One Year of Podcasting
When I announced the Talking Shop Down Under podcast back in February earlier this year I wasn’t really sure what would happen. I didn’t know if I’d be able to find enough people to talk to, wether I could keep up an (almost) weekly broadcast schedule and do it on a shoe-string budget, or even if the show would be interesting enough for people to listen to more than once, and yet here I am at the end of the year having just published the 40th episode for the year and with a slowly growing audience base.
Wow! I’m very, very surprised.
I’m so appreciative of all the guests who have appeared on the show and have had a great time talking with each and every one of them. I’ve also really enjoyed the audience interactions I’ve been having via Twitter, and lately with the livestream broadcast of the recordings.

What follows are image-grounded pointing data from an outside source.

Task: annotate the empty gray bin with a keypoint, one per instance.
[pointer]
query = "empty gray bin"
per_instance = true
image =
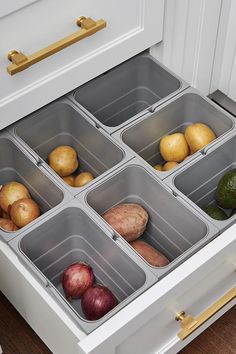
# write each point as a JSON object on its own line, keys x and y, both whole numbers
{"x": 174, "y": 228}
{"x": 189, "y": 107}
{"x": 15, "y": 165}
{"x": 70, "y": 236}
{"x": 197, "y": 182}
{"x": 127, "y": 91}
{"x": 61, "y": 123}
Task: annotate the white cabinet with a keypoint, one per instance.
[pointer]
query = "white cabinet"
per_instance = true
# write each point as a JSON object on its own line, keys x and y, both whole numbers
{"x": 146, "y": 325}
{"x": 130, "y": 30}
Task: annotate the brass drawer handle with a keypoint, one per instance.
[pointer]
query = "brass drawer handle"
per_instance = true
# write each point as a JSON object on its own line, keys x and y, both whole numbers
{"x": 189, "y": 324}
{"x": 21, "y": 61}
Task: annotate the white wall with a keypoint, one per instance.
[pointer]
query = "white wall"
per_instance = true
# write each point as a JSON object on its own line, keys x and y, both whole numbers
{"x": 224, "y": 74}
{"x": 190, "y": 40}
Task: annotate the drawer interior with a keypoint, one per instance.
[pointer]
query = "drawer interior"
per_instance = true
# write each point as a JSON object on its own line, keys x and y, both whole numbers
{"x": 125, "y": 91}
{"x": 62, "y": 124}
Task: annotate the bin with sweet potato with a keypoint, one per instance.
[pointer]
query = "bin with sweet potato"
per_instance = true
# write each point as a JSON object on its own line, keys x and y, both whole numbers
{"x": 130, "y": 221}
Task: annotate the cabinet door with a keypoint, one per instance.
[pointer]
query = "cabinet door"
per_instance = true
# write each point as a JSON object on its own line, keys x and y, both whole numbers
{"x": 131, "y": 27}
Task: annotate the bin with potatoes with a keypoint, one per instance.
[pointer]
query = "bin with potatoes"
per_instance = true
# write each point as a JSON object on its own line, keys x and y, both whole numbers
{"x": 26, "y": 191}
{"x": 90, "y": 275}
{"x": 176, "y": 132}
{"x": 160, "y": 228}
{"x": 74, "y": 149}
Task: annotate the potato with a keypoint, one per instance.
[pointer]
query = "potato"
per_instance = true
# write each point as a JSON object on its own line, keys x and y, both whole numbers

This last one is something I’d like to try more of. It’s obviously much rawer than the edited episodes, but I think having you listening in live while an episode is being recorded gives you a much greater chance to hear the questions asked that you want asked, not just whatever pops into my head at the time, so keep an eye on the @talking_shop twitter account and when an episode is recording feel free to ask questions via the chat room. We may even try for some dial-in talk-show style interactions in the new year.

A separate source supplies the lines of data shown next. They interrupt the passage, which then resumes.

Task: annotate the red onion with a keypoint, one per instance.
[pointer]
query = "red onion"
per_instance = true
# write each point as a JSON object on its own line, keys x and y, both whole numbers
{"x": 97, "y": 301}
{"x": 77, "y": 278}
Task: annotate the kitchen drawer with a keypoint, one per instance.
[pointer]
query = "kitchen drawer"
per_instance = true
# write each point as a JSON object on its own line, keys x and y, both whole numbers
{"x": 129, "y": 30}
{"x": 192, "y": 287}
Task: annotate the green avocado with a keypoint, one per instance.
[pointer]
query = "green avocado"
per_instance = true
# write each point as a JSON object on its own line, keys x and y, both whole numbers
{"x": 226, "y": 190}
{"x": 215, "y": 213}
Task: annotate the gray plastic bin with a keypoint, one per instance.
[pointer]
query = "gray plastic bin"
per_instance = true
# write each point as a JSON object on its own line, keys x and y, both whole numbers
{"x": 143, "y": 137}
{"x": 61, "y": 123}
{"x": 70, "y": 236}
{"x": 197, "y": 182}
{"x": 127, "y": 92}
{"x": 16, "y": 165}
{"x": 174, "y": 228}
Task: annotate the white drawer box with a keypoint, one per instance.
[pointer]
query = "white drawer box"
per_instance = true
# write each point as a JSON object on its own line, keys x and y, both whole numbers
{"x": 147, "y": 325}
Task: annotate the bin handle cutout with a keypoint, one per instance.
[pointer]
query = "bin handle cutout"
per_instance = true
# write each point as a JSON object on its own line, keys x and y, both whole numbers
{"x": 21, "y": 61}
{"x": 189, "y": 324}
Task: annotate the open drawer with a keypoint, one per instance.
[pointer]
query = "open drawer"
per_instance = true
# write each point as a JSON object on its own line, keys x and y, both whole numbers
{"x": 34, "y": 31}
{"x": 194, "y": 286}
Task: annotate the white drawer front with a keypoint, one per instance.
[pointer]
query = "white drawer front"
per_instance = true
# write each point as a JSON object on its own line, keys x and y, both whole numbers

Anyway, here’s some stats for those who are interested. As a note it’s always hard to know just how many people listen because subscribers to the feed and episode downloads don’t always mean the show was listened to, plus the download stats from archive.org (where I host episodes) seem to update at random times and not very often at that.
Subscribers:
The show is sitting at around 250 people who follow the feed and as you can see, the number of listeners has steadily grown throughout the year. Those little blue spikers are when people are downloading/listening to the mp3 file.

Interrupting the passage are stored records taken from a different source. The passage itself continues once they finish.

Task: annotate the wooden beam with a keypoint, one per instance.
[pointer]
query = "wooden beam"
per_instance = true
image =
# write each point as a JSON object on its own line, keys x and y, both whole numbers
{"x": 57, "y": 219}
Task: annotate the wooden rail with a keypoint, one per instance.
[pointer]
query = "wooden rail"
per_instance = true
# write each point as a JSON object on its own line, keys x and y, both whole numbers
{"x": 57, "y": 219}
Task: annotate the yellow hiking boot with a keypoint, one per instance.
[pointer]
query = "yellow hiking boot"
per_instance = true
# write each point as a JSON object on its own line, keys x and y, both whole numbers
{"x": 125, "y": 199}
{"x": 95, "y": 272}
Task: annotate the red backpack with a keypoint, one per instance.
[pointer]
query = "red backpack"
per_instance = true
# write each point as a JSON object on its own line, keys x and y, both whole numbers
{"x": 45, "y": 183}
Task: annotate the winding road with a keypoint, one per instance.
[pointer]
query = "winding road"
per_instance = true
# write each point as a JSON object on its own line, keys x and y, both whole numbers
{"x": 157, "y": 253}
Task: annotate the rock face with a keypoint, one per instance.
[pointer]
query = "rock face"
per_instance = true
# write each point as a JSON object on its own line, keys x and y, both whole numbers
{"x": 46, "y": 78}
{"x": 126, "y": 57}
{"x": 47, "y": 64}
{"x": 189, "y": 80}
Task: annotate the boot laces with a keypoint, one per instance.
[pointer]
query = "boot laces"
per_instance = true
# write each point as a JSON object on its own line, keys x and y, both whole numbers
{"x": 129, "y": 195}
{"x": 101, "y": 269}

Most shows get around 300-350 listeners an episode, with the largest number so far being 700+ for the Scott Barnes/WPF is Dead episode, and next being the WebForms MVP episode with Tatham Oddie.
As would be expected, most people who follow the show are from Australia, which is to be expected since that’s the audience I’m targeting. The next 4 countries of the top 5 subscribing nations are:
- United States
- United Kingdom
- Belgium
- Mexico
And finally, for the curious, more people listen to the show via the RSS feed than they do from ITunes (though it’s a close run thing).
So if you’ve been a regular listener this year then I tip my hat to you and say THANK YOU!
P.S. Suggestions for guests and other show ideas are always welcome.